集合指向と手続き型
本稿では、OLAP関数の使い方を解説してきました。ここで話をまとめておくと、OLAP関数とは、カット(PARTITION BY)と順序付き走査(ORDER BY)という2つの処理を一度に行う機能です。このうち、カットはGROUP BYとほぼ同じ機能のため、集合指向的なSQLの伝統を引き継いでいますが、一方の順序付き走査のほうは明らかにこれまでのSQLの方向性とは一線を画しています。
SQLは長らく、レコードの順序というものを意識しない言語でした。その理由は、SQLの基礎になっている集合論が集合内の要素の順序を意識しないからです。しかし、OLAP関数の導入により、SQLは手続き型の考え方を初めて明示的に取り入れました。
ここで、SQLの基本原理である集合指向と、C言語/Javaなどの基本原理である手続き型の対比を表にまとめてみましょう(図9)。
図9 集合指向と手続き型の対比
| 集合指向 | 手続き型 |
処理単位 | レコードの集合(テーブル) | レコード |
行の順序 | 意識しない | 意識する |
ソート | 明示的には行わない | コード上で行う |
OLAP関数は、この表の右側(手続き型)に属します。「ソート」に関して補足しておくと、ORDER BY句があることで、OLAP関数は必ずソートを行います(そうしないとレコードのランキングなどは計算できません)。SQLも、集約関数や集合演算子など、暗黙にソートを行う機能はこれまでも持っていましたが、明示的にソートを記述する機能はありませんでした(例外はSELECT文の最後に付けるORDER BY句ですが、これは厳密にはSQLの演算子ではなくカーソル定義の一部とされてきました)。
このようにOLAP関数というのは、集合指向と手続き型の考えをミックスした機能だと言うことができます。おそらく、今後もSQLは手続き型やオブジェクト指向の良いところを積極的に取り入れて、より高度で使いやすい言語へ進化を遂げていくことでしょう。
終わりに
最後に、OLAP関数のポイントをもう一度まとめておきましょう。
- OLAP関数はSQLの難点だった行間比較を簡単、高速に実行するために導入された
- OLAP関数は見た目上、集約関数のように見えるが、実はまったく集約機能は持っていない
- その理由は、OLAP関数がSELECT句で実行される関数だから
- OLAP関数を使うときは常に横(PARTITION BY)と縦(ORDER BY)の2軸を考えること
- PARTITION BY句でウィンドウを作ったあと、さらに内部でフレームという範囲制限もできる
さて、長らくお付き合いいただいたこのアカデミーも、今回をもっていったんの区切りとなります。みなさんのSQLとリレーショナルデータベースへの理解を多少でも助けることができたならば幸いです。

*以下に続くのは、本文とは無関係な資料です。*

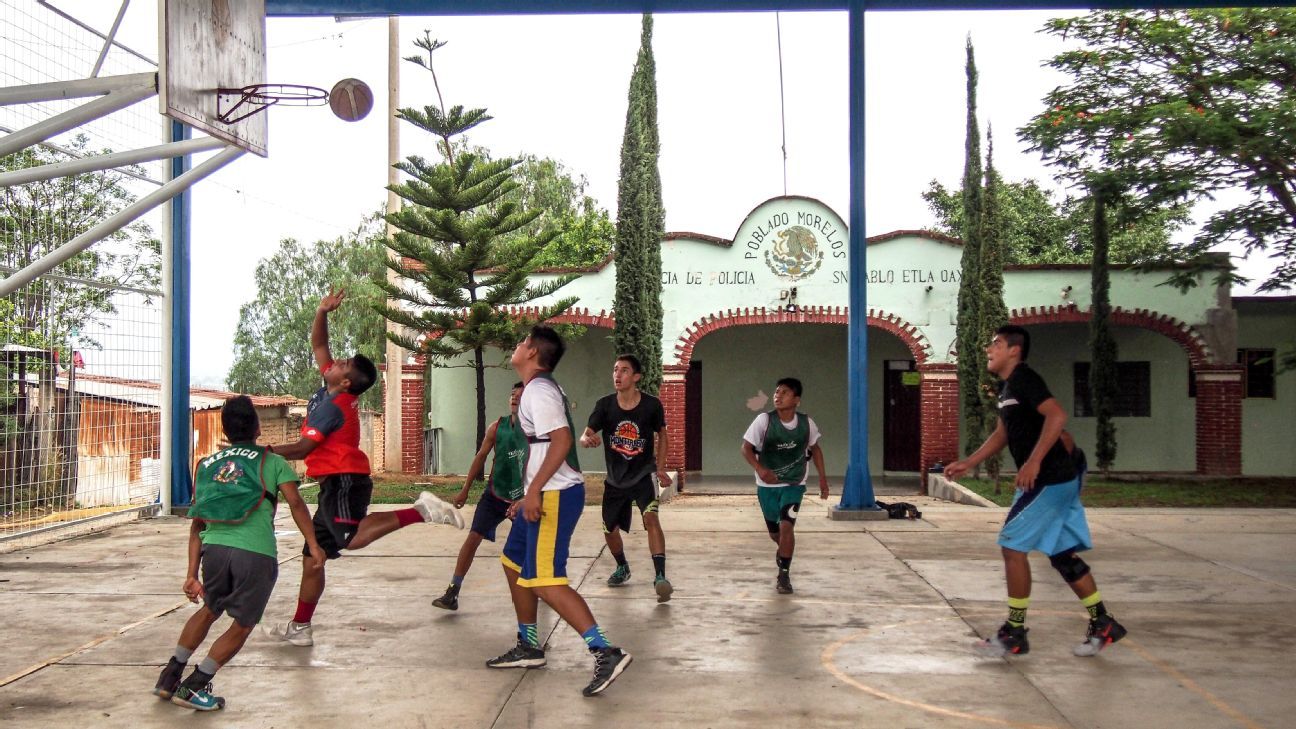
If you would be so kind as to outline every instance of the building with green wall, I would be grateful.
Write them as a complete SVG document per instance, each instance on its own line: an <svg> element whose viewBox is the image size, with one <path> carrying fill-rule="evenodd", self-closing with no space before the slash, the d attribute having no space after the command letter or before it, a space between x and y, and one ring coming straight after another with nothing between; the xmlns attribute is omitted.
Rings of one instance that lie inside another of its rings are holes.
<svg viewBox="0 0 1296 729"><path fill-rule="evenodd" d="M829 472L845 471L852 285L869 287L871 469L919 472L957 456L954 325L961 244L925 231L875 236L867 241L867 277L857 281L849 278L848 245L836 212L799 197L761 203L731 238L666 235L661 397L673 434L671 468L747 473L739 453L742 433L756 413L772 407L774 382L794 376L805 384L802 409L823 430ZM580 273L559 292L579 298L561 321L580 324L585 333L570 343L556 373L578 427L594 401L611 392L616 264L608 260ZM1122 384L1114 469L1296 471L1296 449L1282 443L1296 426L1296 373L1275 374L1273 361L1296 340L1296 299L1234 299L1205 280L1181 293L1160 285L1165 277L1125 267L1112 271ZM1016 266L1004 279L1011 319L1033 334L1032 366L1070 414L1068 428L1077 441L1092 448L1094 419L1084 385L1088 267ZM494 356L501 366L487 374L489 408L504 413L516 378L507 353ZM472 371L424 372L419 364L404 369L407 412L389 414L387 422L402 423L405 447L427 454L424 470L463 472L474 452ZM425 414L418 402L427 403ZM586 460L590 470L602 467L597 453Z"/></svg>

終わりといっても実は次号から、今度はSQLに限らずリレーショナルデータベース全体に話を広げた新しい講座が始まります。
こちらも引き続き受講していただければ幸いです。それでは、また次号でお会いしましょう。
参考資料
- J.セルコ『SQLパズル 第2版』
(翔泳社, 2007)
OLAP関数の練習問題としては、「パズル15 現在の給料と昇給前の給料」「パズル29 最頻値を求める」「パズル35 在庫調整」「パズル38 記録の更新」などがお勧めです。
- ミック「SQLアタマ養成講座」第2章「SQL流行間比較」
OLAP関数と相関サブクエリ、双方で同じことをやろうとした場合にどういう違いが出るか、という観点で解説を行っています。特にOLAP関数を持たないMy SQLユーザの方には有用でしょう。